Consider the Euler product for the Riemann Zeta function: \begin{equation} \zeta(s) =? \prod_p (1-p^{-s})^{-1} \end{equation} When I started studying this product, I read that for $Re(s) > 1$, the Euler product converges, and that for $Re(s) < 1$, the product diverges. Those make sense. However, I wondered how the Euler product behaves on $Re(s) = 1$. This is probably ignorance on my part, but so far, I have not found any complete discussion of this on either math SE, or the Stein Shakarchi complex analysis book. So I want to take a poke at this question and seek help.
What I am thinking is that I can evoke a theorem from complex analysis. Generally, supposing that $\sum_n |a_n^2|$ converges absolutes, then $\prod_n (1 + a_n)$ converges iff $\sum_n a_n$ converges. Now define $a_n = 0$ when $n$ is not a prime, and $a_n = - p^{-s}$ otherwise. Along the line $Re(s) = 1$, $\sum_n |a_n|^2$ converges because the summand decays as $n^{-2}$ which converges by comparison test. Thus the convergence of the Euler product hinges upon the convergence of $\sum_p p^{-s}$.
Now we focus on $s = 1 + ix$. If $x = 0$, then this sum diverges as $\log \log x$. This is the pole at $\zeta(1)$. However, I want to say that for $x \in \mathbb{R}$ and $x = 0$, this in fact converges. Here is a sketch of my reasoning.
Consider the sum $\sum_p p^{-1} e^{-ix \log p}$ as a finite sum up to a large prime $p^*$ and an infinite tail. If $p^*$ is sufficiently large, then the sum can be well approximated by an integral after $p^*$ and we just need to check the convergence of the integral. Using prime number theorem, we can then estimate the sum as: \begin{equation} \sum_{p=p^*}^{N} p^{-1} e^{-ix\log p} \sim \int_{p^*}^N \frac{dp}{\log p} p^{-1} e^{-ix\log p} \end{equation} Now I make a change of variables to $ u = \log p$: \begin{equation} du = \frac{1}{p} dp \quad \rightarrow \quad \frac{dp}{\log p} = \frac{e^u}{u} du \end{equation}
We can simplify the integral to: \begin{equation} \sum_{p=p^*}^{N} p^{-1} e^{-ix\log p} \sim \int_{\log p^*}^{\log N} du \frac{e^u}{u} e^{-u} e^{-ixu} = \int_{\log p^*}^{\log N} du \frac{e^{-ixu}}{u} \end{equation} If we now take the limit as $N \rightarrow \infty$, this final integral indeed converges for all $x \neq 0$ to the incomplete gamma function $\Gamma(0,i x \log p^* )$. This leads me to think that the Euler product for zeta function converges everywhere along Re(s) = 1 except at s = 1.
Is my conclusion correct?
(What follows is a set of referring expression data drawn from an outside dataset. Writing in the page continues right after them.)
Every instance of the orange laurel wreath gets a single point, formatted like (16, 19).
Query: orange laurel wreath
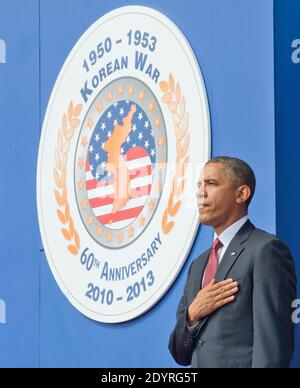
(69, 123)
(176, 104)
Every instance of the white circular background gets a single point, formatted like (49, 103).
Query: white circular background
(173, 54)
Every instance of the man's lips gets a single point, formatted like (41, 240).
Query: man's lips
(203, 205)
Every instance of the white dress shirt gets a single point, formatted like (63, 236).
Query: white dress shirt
(225, 237)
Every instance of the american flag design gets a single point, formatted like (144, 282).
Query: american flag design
(138, 154)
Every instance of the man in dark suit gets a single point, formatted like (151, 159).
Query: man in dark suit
(236, 307)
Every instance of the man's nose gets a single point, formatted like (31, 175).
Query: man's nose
(201, 192)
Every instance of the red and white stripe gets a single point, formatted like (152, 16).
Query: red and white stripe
(101, 195)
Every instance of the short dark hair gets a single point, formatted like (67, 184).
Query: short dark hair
(242, 172)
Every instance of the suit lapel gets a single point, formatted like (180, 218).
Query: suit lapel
(234, 250)
(199, 271)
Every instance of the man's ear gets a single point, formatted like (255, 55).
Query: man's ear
(243, 194)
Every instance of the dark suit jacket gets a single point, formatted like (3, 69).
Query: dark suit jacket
(256, 330)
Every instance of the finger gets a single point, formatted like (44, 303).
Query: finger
(226, 294)
(221, 284)
(223, 302)
(226, 288)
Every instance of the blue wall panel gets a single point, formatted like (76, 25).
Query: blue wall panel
(19, 235)
(287, 81)
(233, 42)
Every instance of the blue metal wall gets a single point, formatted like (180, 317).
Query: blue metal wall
(233, 42)
(287, 84)
(19, 137)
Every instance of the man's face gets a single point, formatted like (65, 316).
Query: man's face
(216, 196)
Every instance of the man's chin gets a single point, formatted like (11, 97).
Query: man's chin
(204, 220)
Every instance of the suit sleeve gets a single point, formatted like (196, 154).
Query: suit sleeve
(274, 290)
(182, 341)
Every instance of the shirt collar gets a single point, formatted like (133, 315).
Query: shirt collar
(227, 235)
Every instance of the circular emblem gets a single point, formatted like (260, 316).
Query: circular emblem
(125, 133)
If so, how can I make this sketch rigorous? If not, what are the critical flaws in the argument?
You would probably have to estimate the sum differently... The Idea is correct, but you would probably do partial integration to switch to the summatory function, and then use the prime number theorem to approximate $\pi(x)$, then maybe if you like switch back using partial integration, or just solve the integral.
So we have for p^* large enough by partial integration:
$\sum \limits_{p>p^*~prime} p^{-s}=\int \limits_\mathbb{R} \delta_{p>p^*} p^{-s}dp=\int \limits_\mathbb{R}\pi(p)sp^{-s-1}=s\int \limits_\mathbb{R}\pi(p)p^{-s-1}$
Due to the prime number theorem we furthermore have:
$\pi(x)=Li(x)+R(x)$ with $R(x)$ some error term not fully understood yet.
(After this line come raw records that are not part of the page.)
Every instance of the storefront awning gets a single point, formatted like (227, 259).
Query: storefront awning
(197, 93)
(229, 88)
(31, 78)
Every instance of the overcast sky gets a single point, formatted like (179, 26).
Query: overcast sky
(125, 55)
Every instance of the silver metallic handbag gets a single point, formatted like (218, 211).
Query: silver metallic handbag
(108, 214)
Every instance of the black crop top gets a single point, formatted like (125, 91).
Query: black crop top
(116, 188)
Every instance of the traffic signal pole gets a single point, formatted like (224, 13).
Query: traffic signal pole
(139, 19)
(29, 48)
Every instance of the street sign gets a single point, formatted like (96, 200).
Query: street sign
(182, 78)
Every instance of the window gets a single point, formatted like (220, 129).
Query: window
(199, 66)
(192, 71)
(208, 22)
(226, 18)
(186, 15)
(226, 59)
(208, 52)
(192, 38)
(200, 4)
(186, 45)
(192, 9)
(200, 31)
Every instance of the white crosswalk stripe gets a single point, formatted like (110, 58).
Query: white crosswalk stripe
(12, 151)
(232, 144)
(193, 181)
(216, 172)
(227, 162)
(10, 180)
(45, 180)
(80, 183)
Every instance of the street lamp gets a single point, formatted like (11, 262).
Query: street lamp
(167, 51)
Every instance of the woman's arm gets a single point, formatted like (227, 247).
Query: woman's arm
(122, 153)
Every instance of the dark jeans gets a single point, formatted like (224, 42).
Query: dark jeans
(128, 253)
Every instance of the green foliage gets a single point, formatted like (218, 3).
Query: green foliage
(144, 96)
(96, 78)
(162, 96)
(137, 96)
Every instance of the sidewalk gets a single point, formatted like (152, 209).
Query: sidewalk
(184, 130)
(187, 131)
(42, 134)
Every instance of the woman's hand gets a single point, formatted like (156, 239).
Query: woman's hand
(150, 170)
If the bounds for the error term ensure convergence of the "error term part" of the integral (under the Riemann Hypothesis this would certainly be the case), the (not absolute) convergence of the integral depends only on the (not absolute) convergence of:
$\int \limits_{p>p^*} Li(p)p^{-s-1}dp=c(s)-\frac{1}{s}\int \limits_{p>p^*} \frac{1}{ln(p)}p^{-s} dp$
Using Wolfram Alpha, one quickly realizes that this actually converges iff the exponential Integral converges for purely imaginary arguments going to "$i\infty$", which it does, as can be simply checked by using the definition and partial integration.
So at least under the Riemann Hypothesis, you are correct, without the Riemann Hypothesis tough im afraid you may not be able to prove that the $R(x)$ integral converges.
Very interesting question and very correct tought tough.
Also, it appears that it is actually known that it converges on that line, see the paper "THE EULER PRODUCT FOR THE RIEMANN ZETA-FUNCTION IN THE CRITICAL STRIP".